Texas College Kids Learn About Drunk Driving Through Dodgeball

TxDOT Virtual Dodgeball to Prevent Drunk Driving

Organizations all over the U.S. are coming up with creative ways to teach about the dangers of drunk driving. For instance, educational simulators or ‘drunk goggles’ may leave a more lasting impression on young people, and encourage them to avoid drunk driving.

The Texas Department of Transportation (TxDOT) is adding to the conversation by using a virtual dodgeball game to teach college students about the dangers of drunk driving.

A few months ago, the organization visited the University of Texas in Austin because most alcohol-related crashes involve people between the ages of 18 to 35.

How Does the Virtual Dodgeball Game Work?

TxDOT set up a booth with a big screen in front of the player. The screen then tracks the player’s movement as they try to dodge the balls. The game gradually starts to slow down the player’s ability to react as they ‘raise’ the amount of alcohol.

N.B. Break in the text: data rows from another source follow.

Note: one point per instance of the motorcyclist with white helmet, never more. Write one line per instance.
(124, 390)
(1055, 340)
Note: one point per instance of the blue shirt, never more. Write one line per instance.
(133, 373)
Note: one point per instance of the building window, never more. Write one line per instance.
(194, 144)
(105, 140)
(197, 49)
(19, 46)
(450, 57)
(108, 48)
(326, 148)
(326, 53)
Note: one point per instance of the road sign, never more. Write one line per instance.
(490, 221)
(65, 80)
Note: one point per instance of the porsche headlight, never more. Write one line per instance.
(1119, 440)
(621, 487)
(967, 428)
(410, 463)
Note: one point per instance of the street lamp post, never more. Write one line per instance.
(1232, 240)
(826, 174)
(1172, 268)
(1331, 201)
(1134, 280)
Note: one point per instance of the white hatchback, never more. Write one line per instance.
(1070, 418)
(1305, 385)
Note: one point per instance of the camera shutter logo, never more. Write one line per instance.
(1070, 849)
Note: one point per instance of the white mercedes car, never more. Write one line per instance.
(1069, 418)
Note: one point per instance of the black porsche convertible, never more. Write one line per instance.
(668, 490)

After playing, one student in a news article said that, “if I can’t even dodge a football, I could not even operate a car or anything like that.”

The focus of the game was to leave students with the realization that alcohol can severely affect your driving skills. Students should also be pro-active and have a game plan before going to parties and events that involve alcohol, like appointing a designated driver or having a ridesharing app on their phones.

Texas Drunk Driving Statistics

In the National Highway Traffic Safety Administration (NHTSA)’s recent drunk driving data, Texas was the state with the highest drunk driving-related deaths. And from TxDOT’s numbers, 28 percent of crashes in Texas in 2016 were alcohol-related. In Austin during Labor Day weekend in 2016, there were 34 alcohol-related crashes. Two of those resulted in a fatality and six with an injury.

With the TxDOT and other organizations educating younger people against drunk driving in more creative ways, we can see these numbers decrease. One tool that’s changing the numbers already is an Ignition Interlock Device.

Mothers Against Drunk Driving (MADD) reports that between 2015 and 2016, Ignition Interlocks stopped drivers 27,694 times with a BAC level of .08 or more. If these devices continue to be a requirement for DWI offenders, Texas will have safer roadways.